Anna inspira profondément, plissa les yeux et fit appel à toutes les forces à sa disposition. Même si elle paraissait habituellement calme, elle était particulièrement stressé. En plus, contrairement à Elisaveta, elle ne voyait pas l’ennemi, elle le savait proche sans pouvoir le localiser.

Mais, malgré son avantage, Elisaveta n’était pas mieux lotie, elle paniquait intérieurement en voyant le nombre d’ennemis augmenter d’instants en instants. Voir un futur incontournable était sûrement pire encore.

— Si on meurt, ce sera ma faute…, se dit-elle intérieurement en espérant avoir choisi la bonne direction.

C’était le seul endroit où elle ne détectait pas encore de forces ennemies, mais sa portée de perception n’était que d’un seul kilomètre. Qu’est-ce qui les attendait réellement ?

Elisaveta tremblait et ne quittait pas des yeux son plateau, tout ce qu’elle pouvait faire était de miser sur leur réussite.

L’accélération soudaine du véhicule obligea Nadezdha et Ludmila, bien moins angoissées, à s’accrocher.

Le T-90 dépassa largement ses capacités normales, sa vitesse vint à dépasser les cent vingt kilomètres heure. Si elle n’avait pas été si fatiguée, Anna aurait pu faire encore mieux.

— Je ne vais pas pouvoir tenir ça longtemps, marmonna-t-elle après quelques minutes à ce régime.

— Je sais, je sais…, dit Elisaveta. Dévie à quatre heures…

— OK…

Elisaveta tapotait convulsivement le plateau, tandis que Ludmila, frustrée par son impuissance dans cette situation, faisait de même avec son pied.

Seule, Nadezhda bâillait et s’était assise. Même si elle était détendue, elle était prête à faire apparaître ses protections à tout instant.

Finalement, elle prit une barre énergétique et se mit à rire.

— Highway to Hell… Fufufu !

Il leur fallut encore quelques minutes avant qu’Elisaveta ne signale :

— Nous ne sommes pas tirées d’affaire, mais il semblerait que nous soyons passées entre les mailles du filet.
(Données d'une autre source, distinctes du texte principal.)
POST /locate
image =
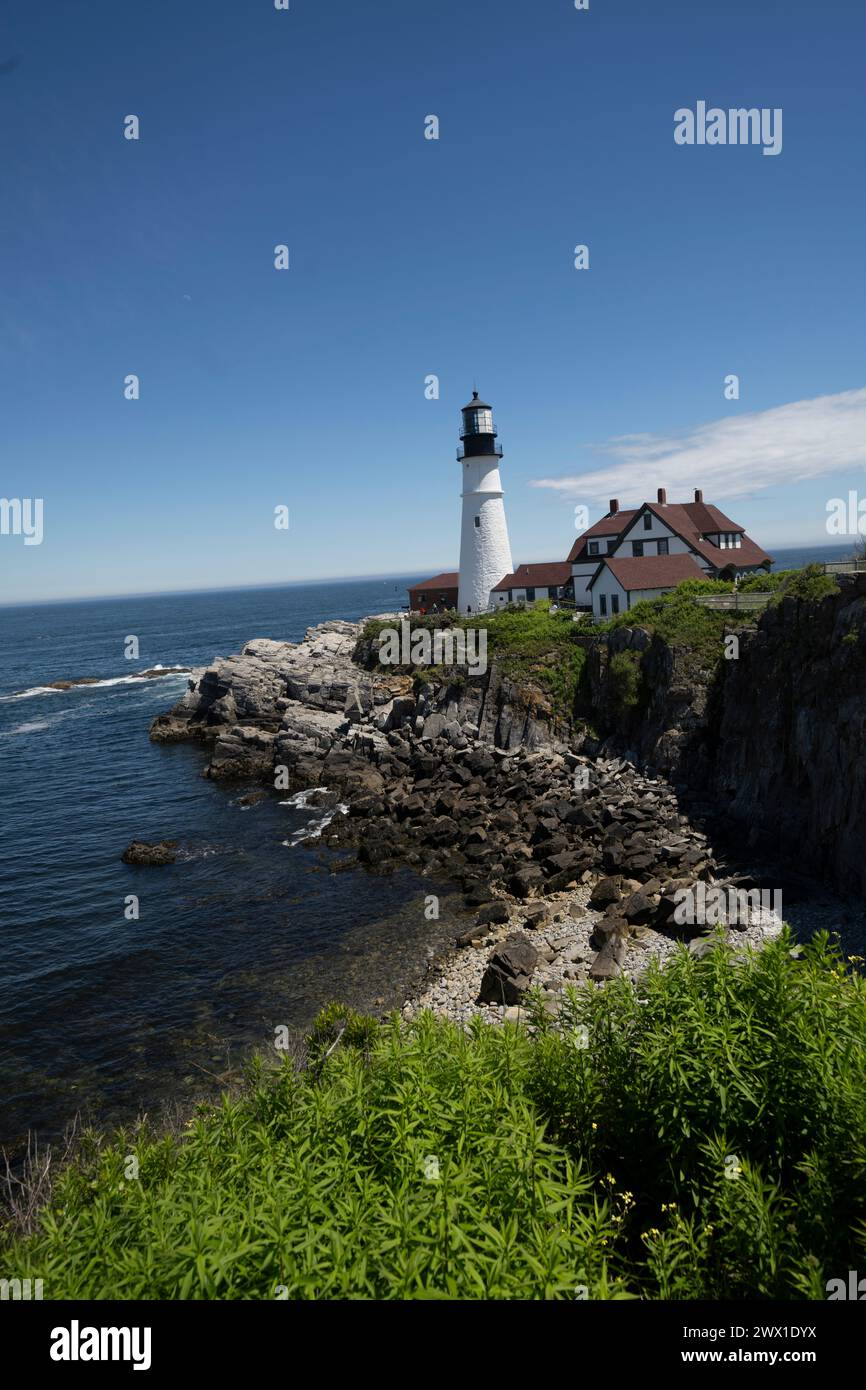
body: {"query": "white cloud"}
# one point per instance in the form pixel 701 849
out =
pixel 731 458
Tu peux ralentir, Annuska. Garde la même direction, s’il te plaît. Ouf !

Elles étaient toujours en territoire ennemi, mais la menace proche n’était plus. Tous leurs problèmes se trouvaient derrière pour le moment.

Elles continuèrent de rouler en silence, l’adrénaline retombait. Lorsqu’elles virent le soleil commencer à poindre, le ciel devenant peu à peu plus lumineux, elles se rendirent compte avoir perdu la notion du temps.
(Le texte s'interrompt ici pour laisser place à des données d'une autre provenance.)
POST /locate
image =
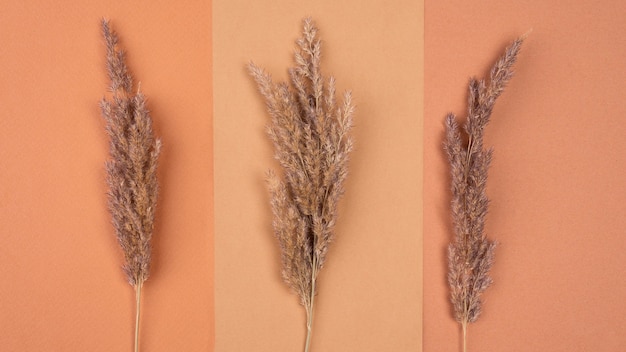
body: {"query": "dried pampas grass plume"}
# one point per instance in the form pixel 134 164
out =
pixel 471 254
pixel 131 171
pixel 310 131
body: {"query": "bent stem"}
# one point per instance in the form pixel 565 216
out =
pixel 138 309
pixel 309 322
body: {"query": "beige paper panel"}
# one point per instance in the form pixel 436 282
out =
pixel 370 293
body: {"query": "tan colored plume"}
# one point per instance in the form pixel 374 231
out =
pixel 310 131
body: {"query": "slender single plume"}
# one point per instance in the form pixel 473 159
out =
pixel 131 169
pixel 310 131
pixel 471 254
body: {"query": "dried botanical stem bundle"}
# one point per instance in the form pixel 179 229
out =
pixel 132 170
pixel 312 141
pixel 471 254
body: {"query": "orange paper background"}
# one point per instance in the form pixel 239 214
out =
pixel 370 288
pixel 557 181
pixel 62 287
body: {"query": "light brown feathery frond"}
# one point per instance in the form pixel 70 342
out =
pixel 132 168
pixel 312 143
pixel 471 254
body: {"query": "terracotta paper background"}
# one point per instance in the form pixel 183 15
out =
pixel 557 181
pixel 370 288
pixel 61 283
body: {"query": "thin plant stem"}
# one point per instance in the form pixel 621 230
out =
pixel 309 324
pixel 464 324
pixel 138 311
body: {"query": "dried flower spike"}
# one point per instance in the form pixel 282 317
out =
pixel 131 171
pixel 471 254
pixel 312 142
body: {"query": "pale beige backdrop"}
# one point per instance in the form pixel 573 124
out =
pixel 370 289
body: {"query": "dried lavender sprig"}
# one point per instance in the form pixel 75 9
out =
pixel 312 143
pixel 471 254
pixel 132 169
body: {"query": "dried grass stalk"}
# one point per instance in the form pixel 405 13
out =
pixel 311 136
pixel 132 169
pixel 471 254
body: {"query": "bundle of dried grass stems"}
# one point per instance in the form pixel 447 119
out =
pixel 312 143
pixel 471 254
pixel 132 170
Bien sûr, les tentatives d’établir une communication radio avec le QG avait échouée. Elisaveta avait essayé à plusieurs reprises. Finalement, à l’aube, Ludmila et Nadezhda finirent par s’écrouler sur leurs sièges.

Elles n’avaient plus croisé de troupes ennemies depuis un moment et même Anna avait finalement repris sa forme normale. Elle bâillait de plus en plus fréquemment et ses yeux peinaient à rester ouverts.
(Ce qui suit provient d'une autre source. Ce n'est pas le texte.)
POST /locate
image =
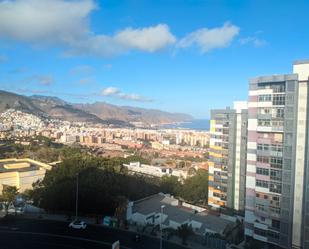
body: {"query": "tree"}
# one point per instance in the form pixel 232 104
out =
pixel 184 231
pixel 9 194
pixel 170 185
pixel 101 181
pixel 195 188
pixel 121 209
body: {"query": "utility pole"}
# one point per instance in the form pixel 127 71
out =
pixel 76 204
pixel 161 235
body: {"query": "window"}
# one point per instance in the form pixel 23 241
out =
pixel 279 99
pixel 261 183
pixel 276 147
pixel 262 171
pixel 276 162
pixel 278 88
pixel 262 159
pixel 264 122
pixel 275 187
pixel 275 210
pixel 260 207
pixel 264 110
pixel 279 112
pixel 264 97
pixel 275 175
pixel 275 224
pixel 263 146
pixel 260 232
pixel 273 234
Seule Elisaveta était encore dans sa forme de combat afin de profiter de sa divination, mais sa respiration devenait de plus en plus lourde.

— On devrait faire une pause, proposa Anna. Tu dois être à bout.

— T’occupes pas de moi…

— Pourquoi ne le ferais-je pas ? Tu es mon amie, non ? De toute manière, ce n’est pas une situation qu’on pourra régler en quelques minutes. Dans notre état, le prochain combat sera le dernier.

Il fallut quelques instants à la fière Elisaveta pour admettre la réalité :

— Tu as sûrement raison… Faisons une pause.

— Entendu.

Le tank décéléra, il roulait dans une vaste plaine enneigée et boueuse, mais on pouvait voir par intermittence des bâtiments en ruine.

— Je propose cette ancienne usine, elle devrait être assez grande pour y accueillir notre T-90.

— Aucun ennemi en vue. Pourquoi pas ? Han… han…

Le temps que le tank arrive dans l’usine, la respiration saccadée d’Elisaveta s’arrêta dans le communicateur. Anna comprit qu’elle s’était endormie malgré elle. Elle était la dernière consciente à bord.

Il ne fallut pas longtemps pour qu’Anna la rejoigne dans les bras de Morphée.

Le moteur s’arrêta de gronder. Les systèmes de ventilation également. Et les réparations de fortune disparurent faisant réapparaître la large entaille dans la tourelle. Au demeurant, le tank ressemblait à présent à une épave dans un bâtiment en ruine.

Après toute cette agitation, le T-90 et ses occupantes se fondirent dans le silence et l’immensité de la tundra enneigées.